The default argument is evaluated where the template is named, so it can contextually switch between different definitions. There is no need for a different specialization and definition at each use; you only need one for
trueand one forfalse.The rule is given in §8.3.6/9, which applies equally to function default arguments and default template-arguments:
But beware, using this inside a template is almost sure to violate the ODR. A template instantiated on an incomplete type must not do anything differently from if it were instantiated on a complete type. I personally only want this for a
static_assert.Incidentally, this principle may also be helpful if you want to go the other way and implement the functionality of
__COUNTER__using templates and overloading.只是插话以表明对不相关问题的答案(不是我给出的)为
is_complete模板提供了解决方案。答案就在这里。我不会将其粘贴在下面,以免错误地获得荣誉。
Just chiming in to signal that an answer (not given by me) to an unrelated question gives a solution for the
is_complete<T>template.The answer is here. I'm not pasting it below in order to not mistakenly get credit for it.
我在标准中找不到任何内容可以保证不完整类型上的 sizeof 将产生 0。但是,它确实要求如果 T 在某个时刻不完整,但稍后在该翻译单元中完成,则对 T 的所有引用都引用到相同的类型 - 所以当我读到它时,即使 T 在调用模板的地方不完整,如果 T 在该翻译单元中的某个地方完成,则需要说它是完整的。

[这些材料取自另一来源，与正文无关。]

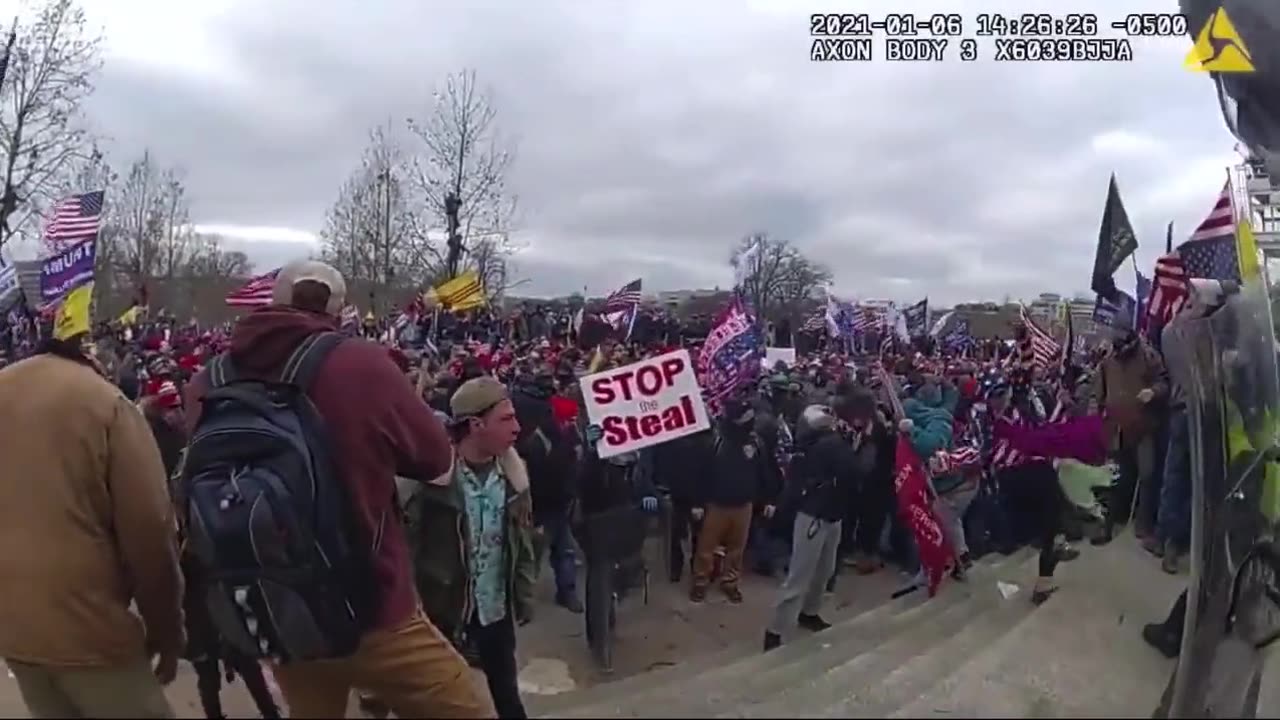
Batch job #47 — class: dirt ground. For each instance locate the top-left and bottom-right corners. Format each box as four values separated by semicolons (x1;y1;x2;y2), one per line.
0;540;901;717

I can't find anything in the standard that guarantees that sizeof on an incomplete type will yield 0. It does require, however, that if T is incomplete at some point, but completed later in that translation unit, that all references to T refer to the same type -- so as I read it, even if T is incomplete where your template was invoked, it would be required to say it was complete if T is completed somewhere in that translation unit.
这是一个老问题,但建议的答案对于某些类型(例如函数引用类型或 cv 限定函数类型)无法正常工作。
现在这适用于类似函数的类型。
It's an old question, but the proposed answers doesn't work correctly for some types such as function reference type or cv-qualified function types.
Now this will work for function-like types.